Fin 2009, après plusieurs années au service de la grande distribution qui ont fini par le dégoûter, il a ouvert un magasin Biocoop. Avec ses 350 m2 et ses 8.500 références en rayons, le lieu ressemble à un petit supermarché, comparé aux boutiques de ville. Mais le principe est le même : tisser des liens avec des producteurs locaux, jouer la coopérative et exiger le commerce équitable pour les produits importés. "Nous faisons tout pour proposer des prix abordables, notamment en évitant l’étape du semi-grossiste et en proposant des produits en vrac", explique le gérant. Il vend de tout, du fruit sec à la tisane, en passant par des yaourts, de la lessive verte, des composteurs pour appartement ou du pâté pour chat. "Je me dois d’avoir un large choix et bien faire mon métier de distributeur". L’art de faire du commerce sans renier ses valeurs.
Thomas Blachère
"Un vrai déficit de producteurs locaux"
Pas facile de faire vivre un marché 100% bio. Lancé en 2009, celui de la place Lelieur, à Rouen, fait déjà partie du passé. "Avec le bio, la saisonnalité complique les choses", analyse Aurélien Guilmard, directeur de la tranquillité publique à la Ville de Rouen, en charge des foires et marchés. "En hiver, un marché qui ne propose que des pommes de terre, ce n’est pas très attractif". Pour corser le tout, fin 2011, la faillite de l’AMAP Repainville, qui fournissait le marché bio, a donné le coup de grâce à cette initiative montée à l’origine avec l’aide du GRAB, le Groupe de recherche en agriculture biologique.

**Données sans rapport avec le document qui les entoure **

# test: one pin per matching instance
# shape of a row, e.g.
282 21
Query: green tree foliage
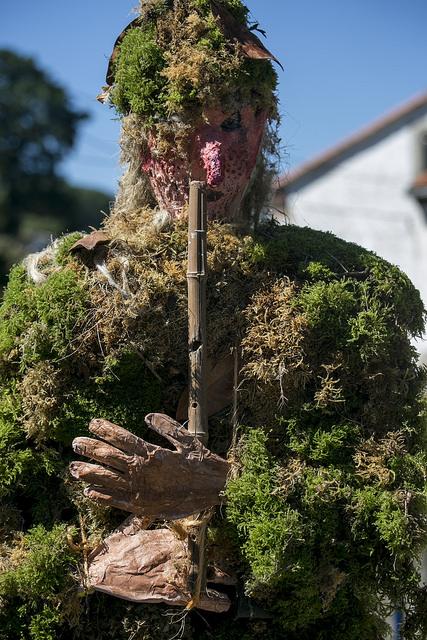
38 127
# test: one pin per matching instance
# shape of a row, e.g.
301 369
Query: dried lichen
325 512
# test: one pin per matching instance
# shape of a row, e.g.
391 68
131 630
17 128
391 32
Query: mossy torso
326 512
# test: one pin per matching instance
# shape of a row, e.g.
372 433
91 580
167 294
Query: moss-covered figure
326 507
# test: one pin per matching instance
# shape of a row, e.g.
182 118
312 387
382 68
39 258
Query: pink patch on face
211 160
221 155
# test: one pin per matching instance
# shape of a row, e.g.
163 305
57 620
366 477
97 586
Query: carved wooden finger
148 567
98 475
171 430
101 452
120 438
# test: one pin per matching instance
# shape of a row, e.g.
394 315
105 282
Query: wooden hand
146 479
148 567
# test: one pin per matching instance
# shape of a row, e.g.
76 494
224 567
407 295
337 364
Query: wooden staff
197 418
196 278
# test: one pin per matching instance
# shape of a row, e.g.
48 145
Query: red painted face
222 152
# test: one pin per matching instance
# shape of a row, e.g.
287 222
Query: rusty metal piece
148 480
148 567
252 46
219 389
90 242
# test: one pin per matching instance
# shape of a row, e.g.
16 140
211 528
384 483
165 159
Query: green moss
139 83
182 63
33 584
328 505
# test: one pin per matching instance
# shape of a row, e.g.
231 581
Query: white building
371 189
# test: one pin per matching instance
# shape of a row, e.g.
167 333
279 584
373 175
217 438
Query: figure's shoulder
44 297
321 265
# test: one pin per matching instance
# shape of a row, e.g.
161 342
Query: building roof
351 144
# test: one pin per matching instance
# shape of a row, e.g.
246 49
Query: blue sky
346 64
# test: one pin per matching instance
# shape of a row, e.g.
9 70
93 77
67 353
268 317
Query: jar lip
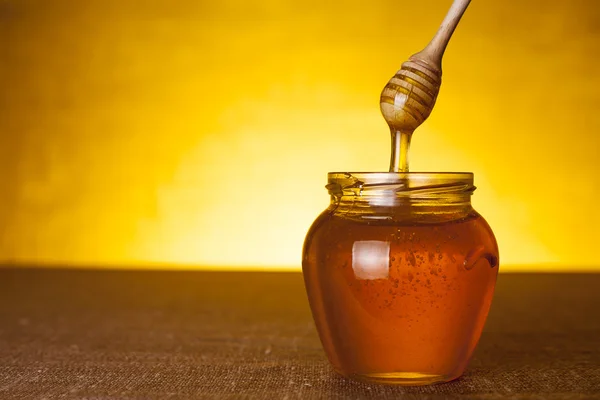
401 183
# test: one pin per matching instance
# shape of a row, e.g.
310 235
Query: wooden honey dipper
408 98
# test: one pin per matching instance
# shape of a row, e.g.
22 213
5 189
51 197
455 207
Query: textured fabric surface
173 335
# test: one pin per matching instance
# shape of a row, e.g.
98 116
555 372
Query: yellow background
198 133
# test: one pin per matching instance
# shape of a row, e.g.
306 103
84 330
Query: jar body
400 297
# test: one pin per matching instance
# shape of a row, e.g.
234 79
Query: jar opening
402 184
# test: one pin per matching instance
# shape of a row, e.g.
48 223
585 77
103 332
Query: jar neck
384 202
406 194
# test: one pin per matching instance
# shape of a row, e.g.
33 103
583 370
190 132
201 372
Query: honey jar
400 272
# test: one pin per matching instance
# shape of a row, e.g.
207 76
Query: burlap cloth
72 334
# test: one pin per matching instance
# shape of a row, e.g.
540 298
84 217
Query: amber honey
400 292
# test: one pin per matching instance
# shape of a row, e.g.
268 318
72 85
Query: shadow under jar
400 272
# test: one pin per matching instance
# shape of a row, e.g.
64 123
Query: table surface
172 334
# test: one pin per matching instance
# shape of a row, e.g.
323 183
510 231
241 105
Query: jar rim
401 183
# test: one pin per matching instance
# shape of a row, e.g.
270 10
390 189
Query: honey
400 269
400 273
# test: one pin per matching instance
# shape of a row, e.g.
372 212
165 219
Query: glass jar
400 272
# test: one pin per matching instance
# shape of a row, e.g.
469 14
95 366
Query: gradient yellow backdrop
200 133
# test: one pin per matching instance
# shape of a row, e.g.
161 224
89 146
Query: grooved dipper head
408 98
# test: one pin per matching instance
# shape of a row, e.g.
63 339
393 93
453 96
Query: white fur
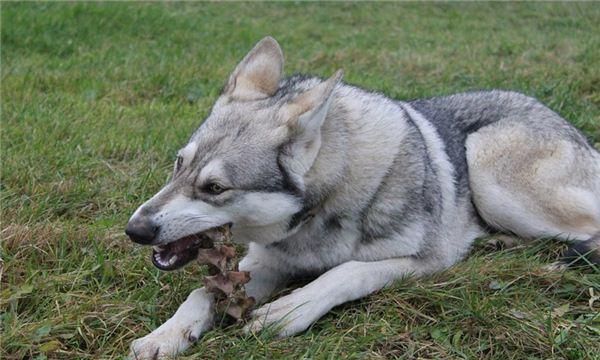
192 318
187 153
182 216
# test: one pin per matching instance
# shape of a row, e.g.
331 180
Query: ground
97 98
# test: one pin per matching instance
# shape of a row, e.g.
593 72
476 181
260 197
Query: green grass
96 99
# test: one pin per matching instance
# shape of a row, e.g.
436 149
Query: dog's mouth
178 253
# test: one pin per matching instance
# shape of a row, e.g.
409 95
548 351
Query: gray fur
330 180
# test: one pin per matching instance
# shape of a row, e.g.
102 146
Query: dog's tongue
178 253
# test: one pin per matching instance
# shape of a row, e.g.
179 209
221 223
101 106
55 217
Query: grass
97 97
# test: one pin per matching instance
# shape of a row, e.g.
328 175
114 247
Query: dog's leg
295 312
193 317
196 314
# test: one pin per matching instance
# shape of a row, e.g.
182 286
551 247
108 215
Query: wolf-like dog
321 178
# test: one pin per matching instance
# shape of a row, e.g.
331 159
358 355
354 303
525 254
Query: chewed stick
226 282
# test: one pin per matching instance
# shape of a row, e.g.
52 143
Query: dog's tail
583 253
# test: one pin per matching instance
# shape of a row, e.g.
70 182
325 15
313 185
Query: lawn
97 97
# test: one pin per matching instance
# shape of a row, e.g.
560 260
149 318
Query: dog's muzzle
141 230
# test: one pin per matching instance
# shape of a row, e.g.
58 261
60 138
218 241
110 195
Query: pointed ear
305 115
257 75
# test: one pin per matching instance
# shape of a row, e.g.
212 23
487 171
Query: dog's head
244 166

"Il y a un vrai déficit de producteurs bio. Ceux qui existent ont déjà un point de vente, déplore Aurélien Guilmard. Et puis les Rouennais qui cherchent du bio vont plutôt le dimanche place Saint-Marc". Néanmoins, la Ville n’a pas abdiqué et réfléchit actuellement à redonner une vraie place au bio au sein des marchés rouennais.
Repères
6 019. C’est le nombre d’hectares de surfaces agricoles dédiées au bio en Haute-Normandie. Entre 2009 et 2010, les surfaces en conversion ont doublé. Mais la région a du retard.
Cantines. Depuis la rentrée scolaire 2011-2012, Rouen propose régulièrement des produits bio dans ses cantines, passées pour l’occasion en régie directe.
Fac Verte. Même l’université de Rouen a son AMAP. Créée en 2005, cette dernier fournit des paniers à une quarantaine de membres, étudiants ou personnels.
Histoire. Evoquée depuis les années 1920, l’agriculture biologique se définit par un respect de la nature et de ses cycles. Elle est structurée mondialement depuis 1972.